Please do not confuse Unicode CLDR and our LO locale data. Initially OOo contributed its locale data to CLDR and now we may align our data if CLDR changes are desired, but don't do it for every case.

Comment 16 V Stuart Foote 2024-07-18 20:21:42 UTC

(In reply to Eike Rathke from comment #15)
> ...
> > Meaning we can currently automate?
> What do you mean?
> 

Just that could we synthesize *any* language/locale we'd be handling? Where I'd assumed the source to do so would be Unicode CLDR. 

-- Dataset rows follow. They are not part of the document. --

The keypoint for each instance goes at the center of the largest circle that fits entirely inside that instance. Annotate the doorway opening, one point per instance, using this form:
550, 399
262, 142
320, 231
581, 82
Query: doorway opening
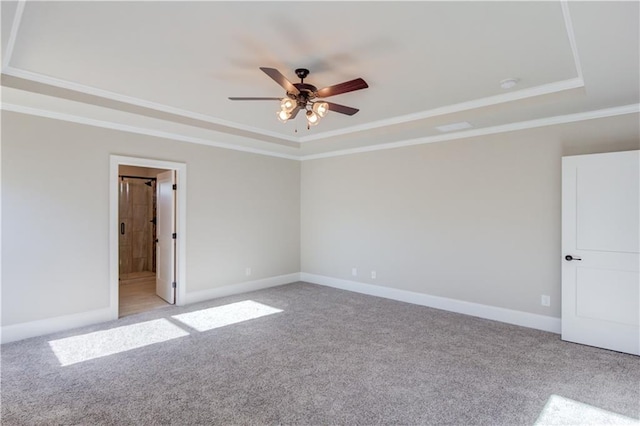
137, 216
147, 238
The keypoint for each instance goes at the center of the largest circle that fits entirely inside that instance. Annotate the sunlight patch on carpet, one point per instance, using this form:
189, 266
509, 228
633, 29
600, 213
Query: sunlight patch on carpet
220, 316
564, 411
72, 350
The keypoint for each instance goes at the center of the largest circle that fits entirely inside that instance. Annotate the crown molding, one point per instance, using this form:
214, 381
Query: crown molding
64, 84
531, 92
138, 130
511, 127
545, 89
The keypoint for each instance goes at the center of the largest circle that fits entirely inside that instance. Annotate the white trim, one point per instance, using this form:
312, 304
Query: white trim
57, 82
15, 25
138, 130
509, 316
450, 109
544, 89
25, 330
181, 220
244, 287
568, 23
523, 125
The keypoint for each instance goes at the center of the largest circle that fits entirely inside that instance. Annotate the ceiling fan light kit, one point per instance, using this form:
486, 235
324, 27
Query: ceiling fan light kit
300, 96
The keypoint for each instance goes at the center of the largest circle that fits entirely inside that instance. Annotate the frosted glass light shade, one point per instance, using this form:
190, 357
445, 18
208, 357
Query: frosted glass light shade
287, 104
321, 108
283, 115
312, 118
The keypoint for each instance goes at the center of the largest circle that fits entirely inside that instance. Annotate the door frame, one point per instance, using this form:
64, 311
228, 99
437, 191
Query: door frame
115, 161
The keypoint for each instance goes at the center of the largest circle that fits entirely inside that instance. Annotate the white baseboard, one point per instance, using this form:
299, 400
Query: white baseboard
12, 333
509, 316
232, 289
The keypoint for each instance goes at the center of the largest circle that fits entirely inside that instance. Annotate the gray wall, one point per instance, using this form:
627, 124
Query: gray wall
476, 220
243, 210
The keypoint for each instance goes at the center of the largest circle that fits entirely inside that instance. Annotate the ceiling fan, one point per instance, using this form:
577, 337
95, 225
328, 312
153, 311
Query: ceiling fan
302, 96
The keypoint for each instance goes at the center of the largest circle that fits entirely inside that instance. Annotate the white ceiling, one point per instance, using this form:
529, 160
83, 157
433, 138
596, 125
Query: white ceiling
167, 68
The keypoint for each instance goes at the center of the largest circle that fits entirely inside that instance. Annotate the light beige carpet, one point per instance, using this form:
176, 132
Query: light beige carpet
311, 355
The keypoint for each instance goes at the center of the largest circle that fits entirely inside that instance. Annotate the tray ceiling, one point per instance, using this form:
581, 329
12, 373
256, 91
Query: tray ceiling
170, 66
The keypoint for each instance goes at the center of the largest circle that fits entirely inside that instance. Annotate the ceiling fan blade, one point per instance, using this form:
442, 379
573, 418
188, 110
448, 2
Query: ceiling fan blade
280, 79
294, 112
253, 99
342, 109
347, 86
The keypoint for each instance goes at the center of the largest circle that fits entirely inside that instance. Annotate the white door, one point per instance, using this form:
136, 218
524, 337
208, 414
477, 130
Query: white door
600, 246
165, 236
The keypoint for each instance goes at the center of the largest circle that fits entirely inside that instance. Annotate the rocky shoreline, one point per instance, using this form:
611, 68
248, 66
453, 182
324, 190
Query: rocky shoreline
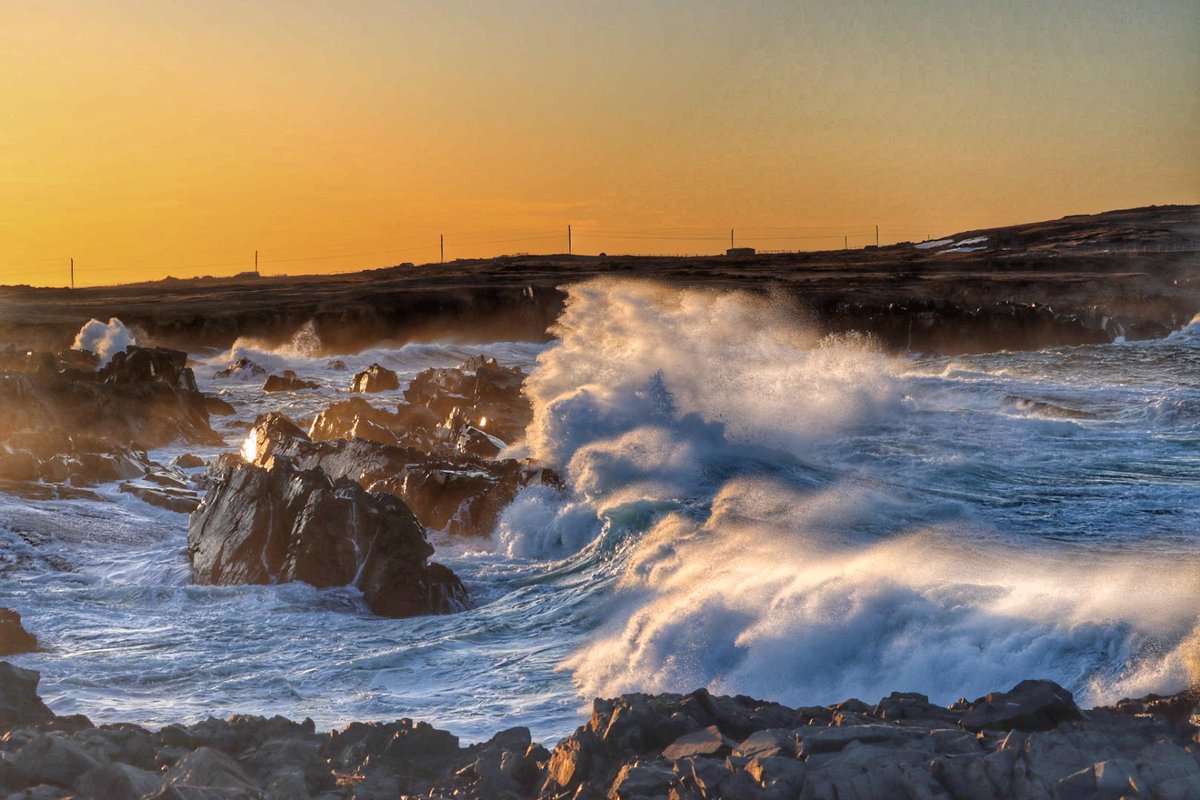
1080, 280
1032, 741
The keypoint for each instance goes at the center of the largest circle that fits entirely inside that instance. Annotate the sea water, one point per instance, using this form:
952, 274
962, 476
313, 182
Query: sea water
750, 507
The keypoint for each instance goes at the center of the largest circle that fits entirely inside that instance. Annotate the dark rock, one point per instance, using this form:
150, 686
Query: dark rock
288, 382
172, 499
187, 461
144, 397
375, 379
240, 368
211, 769
217, 407
13, 636
19, 703
911, 705
708, 743
259, 525
1030, 705
54, 759
462, 495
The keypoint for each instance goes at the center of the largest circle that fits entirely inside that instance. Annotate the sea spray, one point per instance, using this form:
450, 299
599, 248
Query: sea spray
106, 340
773, 559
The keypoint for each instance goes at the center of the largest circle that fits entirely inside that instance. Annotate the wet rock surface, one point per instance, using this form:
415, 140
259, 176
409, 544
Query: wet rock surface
283, 523
13, 636
67, 426
288, 382
675, 746
375, 379
1072, 281
460, 494
437, 451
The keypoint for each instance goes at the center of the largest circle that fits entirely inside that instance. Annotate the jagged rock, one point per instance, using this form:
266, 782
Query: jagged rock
211, 769
54, 759
19, 703
144, 397
375, 378
480, 403
462, 495
1030, 705
118, 782
288, 382
279, 524
709, 743
187, 461
13, 636
240, 368
217, 407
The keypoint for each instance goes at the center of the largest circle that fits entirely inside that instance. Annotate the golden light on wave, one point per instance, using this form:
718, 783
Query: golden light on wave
250, 446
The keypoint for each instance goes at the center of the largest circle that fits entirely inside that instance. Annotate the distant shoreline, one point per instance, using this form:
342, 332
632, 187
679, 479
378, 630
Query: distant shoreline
1074, 281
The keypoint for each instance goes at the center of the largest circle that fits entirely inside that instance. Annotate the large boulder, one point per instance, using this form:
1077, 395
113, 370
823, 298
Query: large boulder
1030, 705
282, 523
481, 403
13, 636
460, 494
288, 382
375, 378
143, 398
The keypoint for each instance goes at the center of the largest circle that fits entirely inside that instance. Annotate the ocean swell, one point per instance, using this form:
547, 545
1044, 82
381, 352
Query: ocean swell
708, 447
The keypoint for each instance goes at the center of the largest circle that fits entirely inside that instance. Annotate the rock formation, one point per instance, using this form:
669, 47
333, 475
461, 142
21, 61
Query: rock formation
636, 746
283, 523
288, 382
375, 379
13, 636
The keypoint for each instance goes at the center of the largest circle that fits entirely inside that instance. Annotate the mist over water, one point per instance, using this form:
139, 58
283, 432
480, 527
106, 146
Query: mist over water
750, 507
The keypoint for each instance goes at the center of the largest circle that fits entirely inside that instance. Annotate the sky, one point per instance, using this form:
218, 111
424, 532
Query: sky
145, 139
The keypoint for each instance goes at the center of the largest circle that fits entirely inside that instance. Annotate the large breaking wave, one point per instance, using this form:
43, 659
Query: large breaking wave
744, 485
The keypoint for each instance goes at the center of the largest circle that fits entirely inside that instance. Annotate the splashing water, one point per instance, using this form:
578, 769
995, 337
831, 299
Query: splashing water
750, 507
106, 340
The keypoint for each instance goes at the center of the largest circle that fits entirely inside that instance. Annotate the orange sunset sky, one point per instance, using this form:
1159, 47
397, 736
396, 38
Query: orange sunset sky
161, 138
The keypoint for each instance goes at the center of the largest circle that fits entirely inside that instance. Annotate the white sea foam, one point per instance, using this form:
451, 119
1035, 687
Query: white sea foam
106, 340
689, 417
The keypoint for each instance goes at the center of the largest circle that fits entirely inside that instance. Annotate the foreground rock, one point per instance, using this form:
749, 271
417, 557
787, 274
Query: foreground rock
679, 746
461, 494
288, 382
375, 379
13, 636
69, 425
283, 523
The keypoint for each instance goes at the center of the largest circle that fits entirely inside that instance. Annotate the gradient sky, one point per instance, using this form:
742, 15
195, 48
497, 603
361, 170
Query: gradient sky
174, 138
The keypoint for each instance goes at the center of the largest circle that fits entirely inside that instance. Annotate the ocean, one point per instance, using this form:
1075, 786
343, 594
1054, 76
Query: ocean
750, 506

But seems it requires a dev action to create each locale in our LO i18n records. And so can not currently be automated. 

> 
> > Think Eike is going to need to comment/participate here on how/if this could
> > be automated and what would need be done in our i18n CLDR data stores.
> Please do not confuse Unicode CLDR and our LO locale data. Initially OOo
> contributed its locale data to CLDR and now we may align our data if CLDR
> changes are desired, but don't do it for every case.

OK. But if we were to pull directly from Unicode CLDR (dynamically), are the needed details there to work against--per locale? Or is our LO i18n locale data heavily customized to meet our project l10n needs? And LO requirements can't be derived other than by manual curation and developer actions?